Le militant panafricaniste Kemi Seba, de son vrai nom Stellio Gilles Robert Capo Chichi, vient de subir un revers majeur dans sa carrière politique et militante. Le gouvernement nigérien a annoncé, dans un communiqué officiel, une série de mesures radicales à son encontre : retrait immédiat de son passeport diplomatique, cessation de ses fonctions de conseiller spécial auprès du général Abdourahamane Tiani, et déclaration de persona non grata sur le territoire nigérien.
Cette décision marque une rupture spectaculaire entre Niamey et l’activiste panafricaniste, jusque-là proche du pouvoir militaire. Les autorités nigériennes justifient leur choix par des « agissements contraires aux intérêts fondamentaux du Niger, à l’ordre public et aux principes de coopération et de confiance ».

En clair, Kemi Seba n’est plus considéré comme un partenaire fiable. Cette annonce intervient au lendemain de son arrestation en Afrique du Sud, le 15 avril, alors qu’il voyageait avec son fils. Placés en détention à Pretoria, ils doivent comparaître le 20 avril devant la justice sud-africaine, qui décidera de leur éventuelle extradition vers le Bénin.

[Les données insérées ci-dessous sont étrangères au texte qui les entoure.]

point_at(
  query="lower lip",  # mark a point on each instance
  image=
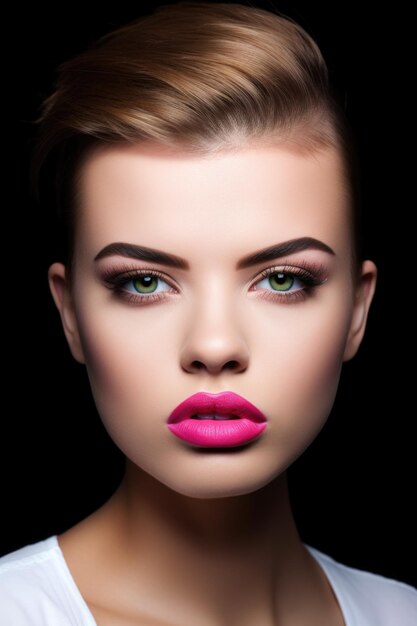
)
(217, 433)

Dans son pays d’origine, Kemi Seba est recherché pour apologie de coup d’État, en lien avec la mutinerie du 7 décembre 2025. Le militant, qui s’était imposé comme une figure du panafricanisme radical et un soutien affiché des régimes militaires de la sous-région, voit son influence sérieusement écornée. Son exclusion du Niger, alliée à ses déboires judiciaires, fragilise son image et pose la question de l’avenir de son mouvement Urgences Panafricanistes. Au-delà du cas individuel, cette affaire illustre les tensions entre activisme panafricaniste et réalités politiques des régimes militaires en Afrique de l’Ouest. Le Niger, en se désolidarisant de Kemi Seba, envoie un signal fort : la coopération avec les figures militantes reste conditionnée au respect de l’ordre public et des intérêts nationaux.